Il est recommandé de commencer par mettre en place des comités (de 4 ou 5 personnes incluant des femmes et des jeunes) de réception des plaintes au niveau de chaque douar. Si ces comités n’arrivent pas à résoudre la plainte, le plaintif/la plaintive a le droit de se diriger vers un comité établi au niveau de la commune. Le dernier recours serait à un comité au niveau de la province.
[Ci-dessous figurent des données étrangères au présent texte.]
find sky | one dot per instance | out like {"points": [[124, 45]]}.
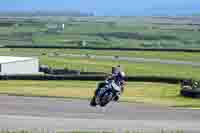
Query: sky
{"points": [[107, 7]]}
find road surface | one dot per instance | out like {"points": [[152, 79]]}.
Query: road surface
{"points": [[56, 114]]}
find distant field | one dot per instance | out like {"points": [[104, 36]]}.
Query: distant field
{"points": [[97, 65], [153, 93], [111, 32], [183, 56]]}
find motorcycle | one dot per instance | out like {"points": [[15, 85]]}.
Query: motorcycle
{"points": [[105, 94]]}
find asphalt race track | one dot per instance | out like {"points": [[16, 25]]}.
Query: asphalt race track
{"points": [[57, 114]]}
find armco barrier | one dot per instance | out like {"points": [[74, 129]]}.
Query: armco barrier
{"points": [[172, 80], [95, 48]]}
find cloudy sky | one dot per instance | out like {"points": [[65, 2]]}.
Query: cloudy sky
{"points": [[107, 7]]}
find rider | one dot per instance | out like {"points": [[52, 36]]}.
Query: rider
{"points": [[117, 76]]}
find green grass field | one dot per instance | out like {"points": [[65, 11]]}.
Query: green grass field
{"points": [[97, 65], [153, 93], [151, 35]]}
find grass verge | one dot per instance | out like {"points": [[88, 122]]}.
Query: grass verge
{"points": [[153, 93]]}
Les canaux de réception des plaintes doivent être multiples. Ceux et celles qui ne veulent pas déposer une plainte au niveau local peuvent aller directement vers la commune. On peut mettre également un numéro vert. Mais le numéro vert requiert un back-office et une équipe rodée qui sait parler à la population et enregistrer les plaintes tout en donnant oralement ou par voie digitale un récépissé.

Le guide du MGP doit clarifier exactement comment enregistrer les plaintes, donner un récépissé, combien de temps il faut, à chaque étape, pour traiter une doléance et comment la clôturer (avec signature et consentement, etc.).

 

On peut avoir un MGP, mais la population ne l’utilise pas parce qu’elle n’est pas au courant de son existence, d’où la nécessité d’une bonne communication en tachelhit sur son existence, ou parce qu’elle est intimidée, d’où la nécessité d’une multiplicité de canaux de dépôt des plaintes.
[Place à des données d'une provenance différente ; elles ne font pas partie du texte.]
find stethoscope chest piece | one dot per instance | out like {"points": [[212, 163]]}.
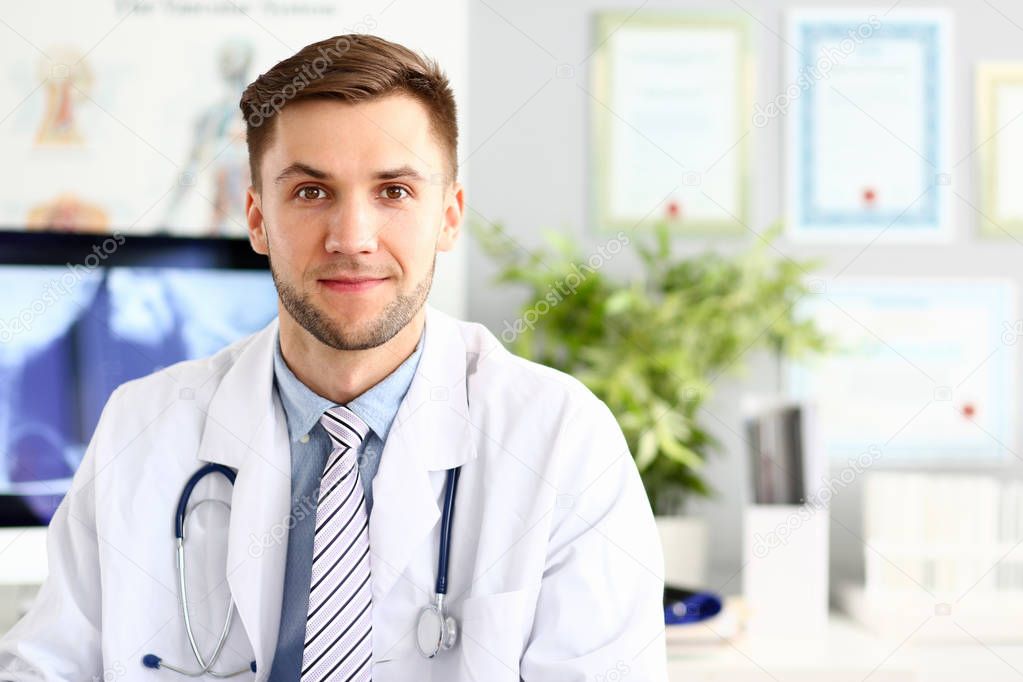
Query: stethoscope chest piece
{"points": [[435, 631]]}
Il est conseillé de faire des analyses simples et périodiques pour étudier le type et la nature des plaintes. Les plaintes qui se répètent sont peut-être d’ordre systémique. Il faut intervenir pour les corriger au niveau du système. Si une bonne partie des populations se plaint de la lenteur dans l’exécution des travaux, il faut intervenir au niveau des prestataires pour les inciter à respecter le CPS.


Le MGP est un outil de collecte d’informations sur comment la population réagit à l’effort de reconstruction. L’indicateur de son succès est le nombre de plaintes: si plus de gens se plaignent, c’est qu’ils sont convaincus que c’est un outil fiable. Il est également un outil de gestion: on l’utilise pour voir ce qui ne marche pas et on intervient pour corriger le tir. L’essentiel est qu’il soit simple, fiable et efficace.
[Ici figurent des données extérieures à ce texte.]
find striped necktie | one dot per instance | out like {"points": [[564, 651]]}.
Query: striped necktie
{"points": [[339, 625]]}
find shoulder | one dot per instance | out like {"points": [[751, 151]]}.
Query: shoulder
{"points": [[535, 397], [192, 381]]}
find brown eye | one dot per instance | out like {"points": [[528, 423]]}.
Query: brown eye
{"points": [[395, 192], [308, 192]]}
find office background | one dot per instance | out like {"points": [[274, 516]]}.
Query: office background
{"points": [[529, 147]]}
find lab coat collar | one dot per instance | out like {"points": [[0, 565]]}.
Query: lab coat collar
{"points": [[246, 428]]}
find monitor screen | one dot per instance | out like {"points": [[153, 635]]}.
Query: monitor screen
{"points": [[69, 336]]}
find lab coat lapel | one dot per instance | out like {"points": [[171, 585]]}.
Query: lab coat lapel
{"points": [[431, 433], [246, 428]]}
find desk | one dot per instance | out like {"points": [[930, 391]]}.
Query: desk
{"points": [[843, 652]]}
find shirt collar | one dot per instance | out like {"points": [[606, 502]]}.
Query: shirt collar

Quand il s’agit de plaintes sensibles (violence basée sur le genre, harcèlement sexuel, etc.), il y a un process spécifique qui vise à protéger l’identité des survivantes tout en les accompagnant du point de vue psychologique et légal. Tout un travail préalable de mapping des services dédiés et des ONG spécialisées dans ce genre de cas dans la région est essentiel pour faire le point du dispositif nécessaire pour traiter les plaintes sensibles.


Le Suivi communautaire (SC): les communautés locales peuvent aider le gouvernement à faire le suivi de l’exécution des projets. Il y a bien sûr un suivi technique fait par les équipes techniques, mais le suivi communautaire est différent parce qu’il s’agit de collecter les avis de la population au début, à mi-parcours et à la fin de la réalisation d’un projet d’utilité commune, comme une fontaine d’eau, une place publique, une maison de jeunes ou une route qui désenclave un douar.

Le suivi communautaire entraîne l’appropriation qui se solderait par la suite par une disposition à maintenir le projet et garantir sa durabilité.

Il est essentiel de choisir des points focaux dans chaque douar, les doter d’un smartphone et leur donner des questions simples à poser à la population sur le projet durant les différentes phases de sa réalisation. Les réponses sont uploadées sur un outil technologique, comme KoboToolBox, et analysées par les équipes du projet. Des décisions sont prises à la lumière du feedback de la population et celle-ci est informée à temps de ces décisions.


Les principes de base du SC sont la collecte périodique des données, la simplicité des questions (qui ne doivent pas dépasser deux ou trois), l’analyse, la prise des décisions et le retour vers la population.


L’engagement citoyen (EC) est une approche nécessaire pour faire réussir le programme de reconstruction. Il permet une participation efficace et directe de la population. Mais l’EC ne remplace pas le rôle de la démocratie représentative (les élus); au contraire, il la complète. Il ne marginalise pas la société civile, mais il lui donne un rôle de mobilisateur social.

L’EC permet à la population de s’approprier le process et ses résultats. Il est la clef de la durabilité du programme, c’est-à-dire de son impact positif et à long terme sur la population.